Chapter 3: Product Thinking and Documentation-Driven Development

Introduction: Why write documentation before writing code?
Before letting AI write code, the seasoned expert stops your hand from rushing ahead. He tells you, before writing code, write documentation first. Without a blueprint, AI can easily become like a runaway horse, and the code it generates will often lack structure, resulting in a pile of features that no one can understand or maintain.
If you already have a clear idea, or just want to build a small tool or validate a technical approach, and don’t need to go through the full product validation process, you can jump directly to 3.2 Confirm Requirements with AI or 3.3 Hands-On PRD Writing.
The Three-Step Product Validation Method
The seasoned expert says: "Before writing any code, first do the three-step product validation method:
Step 1: Three essential questions. Who are the users? What pain point are you solving? Why would they choose you? These three questions may seem simple, but many people can’t answer them. If your user is 'everyone,' that means you have no user. If the pain point is 'I think this is needed,' then it’s not a real pain point. If your answer to 'why choose you' is 'because we have the best technology,' users simply don’t care.
Step 2: MVP thinking. What is the simplest version that can validate the hypothesis? Don’t try to build a perfect product all at once. Start with a minimum viable product (MVP) and quickly validate the core assumption. For example, if you want to build a food delivery app, the MVP might just be a WeChat group + manual order handling, not a full app.
Step 3: Rapid validation. Validate assumptions at the lowest possible cost. You can start by serving users manually, or build a simple landing page to collect user feedback. Remember: the earlier you fail, the lower the cost.
A PRD is AI’s execution spec. Once you’ve thought through the three steps above, the PRD is what translates that thinking into a structured document AI can understand.
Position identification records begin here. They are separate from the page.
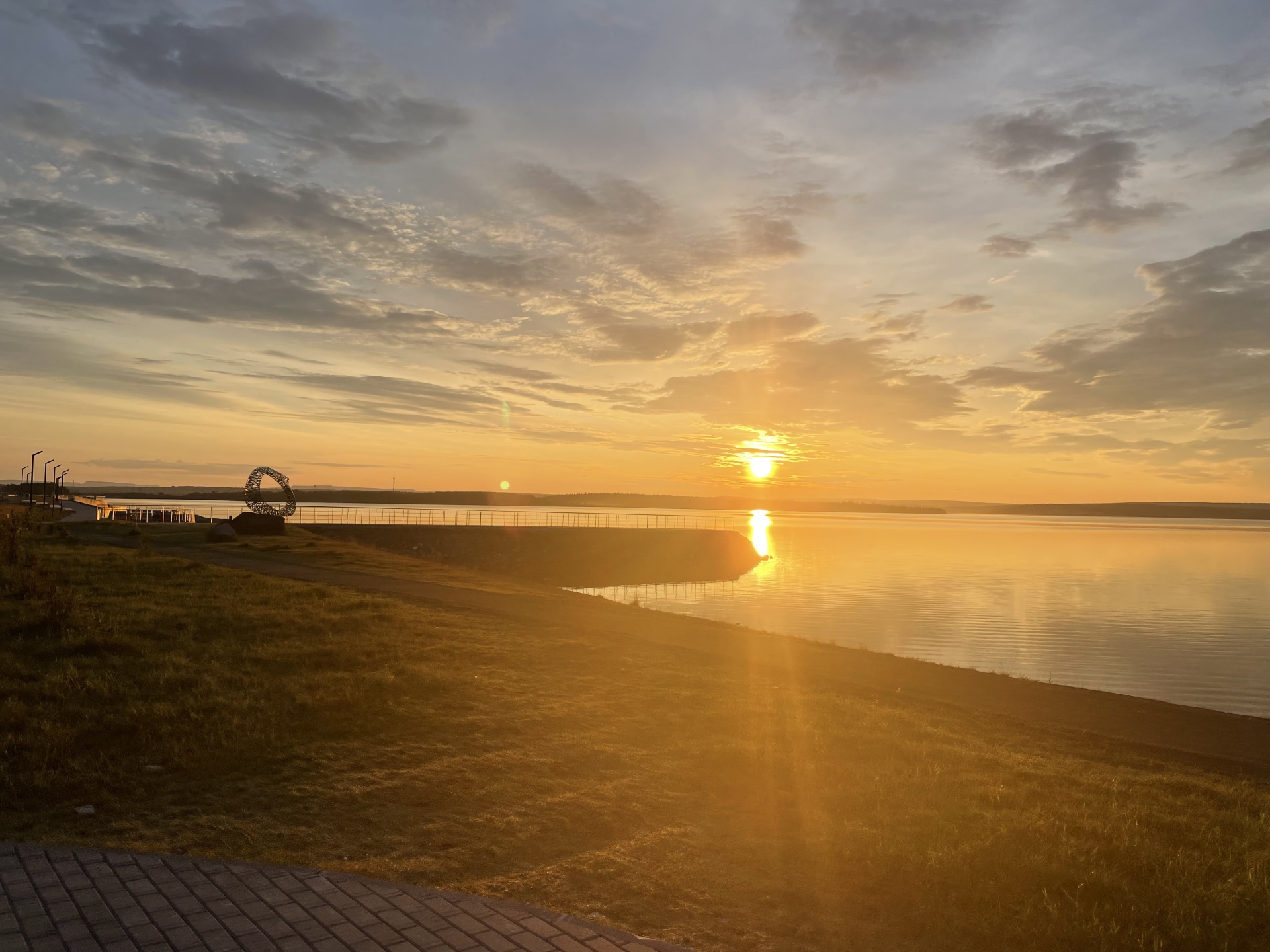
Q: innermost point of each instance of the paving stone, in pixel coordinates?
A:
(531, 942)
(84, 900)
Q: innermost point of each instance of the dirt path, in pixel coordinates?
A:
(1208, 738)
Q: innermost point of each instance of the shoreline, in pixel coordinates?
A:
(1202, 736)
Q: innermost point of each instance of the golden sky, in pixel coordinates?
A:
(920, 249)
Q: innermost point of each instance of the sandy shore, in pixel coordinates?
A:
(1213, 739)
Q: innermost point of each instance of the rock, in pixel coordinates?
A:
(259, 524)
(222, 532)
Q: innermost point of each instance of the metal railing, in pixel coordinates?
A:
(413, 516)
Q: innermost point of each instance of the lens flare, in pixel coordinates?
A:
(761, 466)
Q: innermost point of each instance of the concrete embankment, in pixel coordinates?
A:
(574, 557)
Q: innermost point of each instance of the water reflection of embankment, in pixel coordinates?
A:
(566, 556)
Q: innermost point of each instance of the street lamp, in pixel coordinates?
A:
(31, 498)
(44, 487)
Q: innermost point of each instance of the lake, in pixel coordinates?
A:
(1162, 608)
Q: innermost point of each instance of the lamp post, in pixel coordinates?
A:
(44, 485)
(31, 498)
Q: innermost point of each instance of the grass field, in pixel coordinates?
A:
(693, 796)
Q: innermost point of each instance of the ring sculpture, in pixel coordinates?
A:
(255, 502)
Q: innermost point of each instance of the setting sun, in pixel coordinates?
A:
(761, 466)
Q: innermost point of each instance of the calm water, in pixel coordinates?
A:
(1155, 608)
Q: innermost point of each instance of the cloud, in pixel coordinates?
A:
(503, 370)
(613, 206)
(1070, 473)
(270, 298)
(765, 328)
(845, 382)
(1007, 247)
(643, 248)
(31, 353)
(1203, 346)
(1251, 147)
(632, 340)
(968, 303)
(382, 399)
(898, 40)
(1078, 150)
(161, 466)
(270, 73)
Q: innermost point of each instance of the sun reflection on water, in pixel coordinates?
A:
(759, 524)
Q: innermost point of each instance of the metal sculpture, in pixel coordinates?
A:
(255, 502)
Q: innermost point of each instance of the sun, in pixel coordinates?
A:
(761, 466)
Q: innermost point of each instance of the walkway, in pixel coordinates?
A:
(89, 900)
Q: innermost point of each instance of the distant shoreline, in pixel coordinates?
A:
(635, 500)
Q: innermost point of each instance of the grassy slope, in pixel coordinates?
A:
(697, 799)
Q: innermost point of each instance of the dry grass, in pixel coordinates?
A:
(698, 799)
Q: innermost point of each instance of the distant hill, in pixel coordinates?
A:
(611, 500)
(1140, 510)
(640, 500)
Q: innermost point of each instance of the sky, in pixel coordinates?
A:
(1011, 251)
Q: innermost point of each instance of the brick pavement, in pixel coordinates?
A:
(87, 900)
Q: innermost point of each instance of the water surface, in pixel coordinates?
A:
(1161, 608)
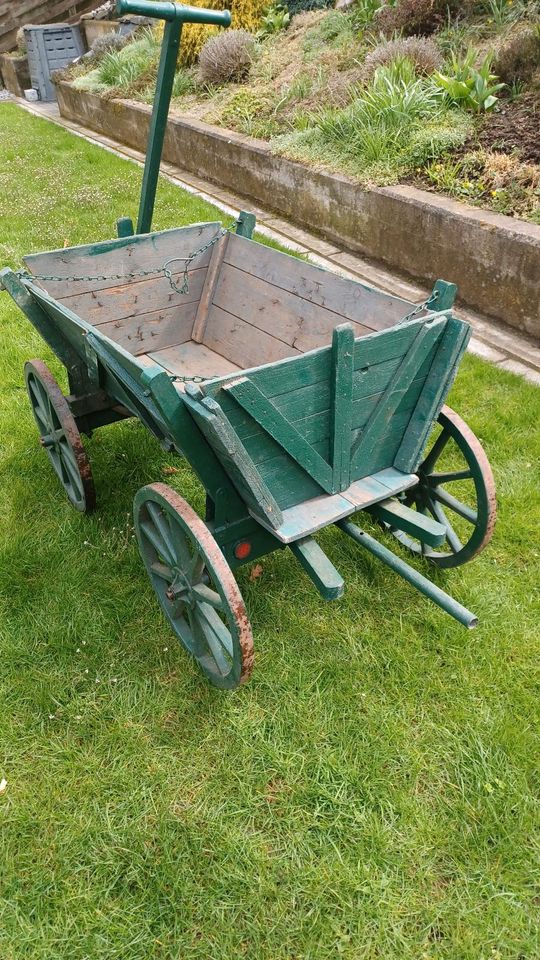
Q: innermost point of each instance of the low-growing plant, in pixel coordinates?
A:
(422, 52)
(184, 83)
(122, 68)
(415, 17)
(470, 87)
(226, 57)
(276, 19)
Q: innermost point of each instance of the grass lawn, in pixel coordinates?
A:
(370, 794)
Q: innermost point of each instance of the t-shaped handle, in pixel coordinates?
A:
(160, 10)
(175, 15)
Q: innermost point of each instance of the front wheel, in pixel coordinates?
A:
(194, 585)
(456, 486)
(59, 435)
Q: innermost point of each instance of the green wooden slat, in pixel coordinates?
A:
(275, 423)
(438, 382)
(216, 428)
(366, 444)
(340, 442)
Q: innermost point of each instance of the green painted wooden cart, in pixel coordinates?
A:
(299, 398)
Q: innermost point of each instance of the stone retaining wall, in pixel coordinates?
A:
(495, 260)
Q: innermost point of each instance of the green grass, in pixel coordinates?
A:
(369, 796)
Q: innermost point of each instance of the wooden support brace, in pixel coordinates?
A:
(267, 415)
(340, 443)
(324, 575)
(416, 524)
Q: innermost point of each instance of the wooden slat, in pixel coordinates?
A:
(438, 382)
(396, 389)
(340, 438)
(349, 299)
(223, 440)
(120, 257)
(207, 292)
(241, 343)
(284, 433)
(296, 321)
(135, 298)
(152, 331)
(192, 359)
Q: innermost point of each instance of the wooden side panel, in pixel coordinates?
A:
(349, 299)
(152, 331)
(133, 299)
(120, 257)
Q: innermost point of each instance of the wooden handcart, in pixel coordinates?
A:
(300, 398)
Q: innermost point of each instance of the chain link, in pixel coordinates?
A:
(182, 289)
(433, 297)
3.1 Hands-On Idea Validation 🔴 - Master the three-step product validation method and avoid building something nobody wants
Confirm Requirements with AI
You may have noticed that AI output can sometimes be all over the place, or confidently say things that make no sense. Worse, AI won’t proactively ask questions—when you give it vague requirements, it makes assumptions based on common patterns in its training data and then starts generating code right away. If those assumptions are wrong, you’ll pay a much higher communication cost in later iterations to fix them.
The seasoned expert tells you that the core of proactive confirmation is this: don’t wait for AI to ask you questions—make AI clearly state its understanding.
After every requirement discussion, use a confirmation template to have AI restate: who the target users are, what the core features are, which features are out of scope, and what potential issues might exist. This helps you catch misunderstandings before writing code, instead of discovering them only after the code is already running.
3.2 Confirm Requirements with AI 🔴 - Proactively get AI to confirm its understanding and uncover blind spots
Hands-On PRD Writing
In traditional development, a PRD is written for the team; but in AI-driven development, the more important role of a PRD is to give AI complete context so it doesn’t have to keep guessing your intent.
The seasoned expert tells you that a complete PRD contains five core sections:
Part 1: Document information. Record the current document version, what stage it is in, who the key stakeholders are, and the iteration history of versions (such as draft, mid-version, final version).
Part 2: Background and objectives. Answer the project overview, core problem, user stories, and project goals.
Part 3: Solution overview. Use Mermaid diagrams to show the core business flow, feature flow, and information architecture.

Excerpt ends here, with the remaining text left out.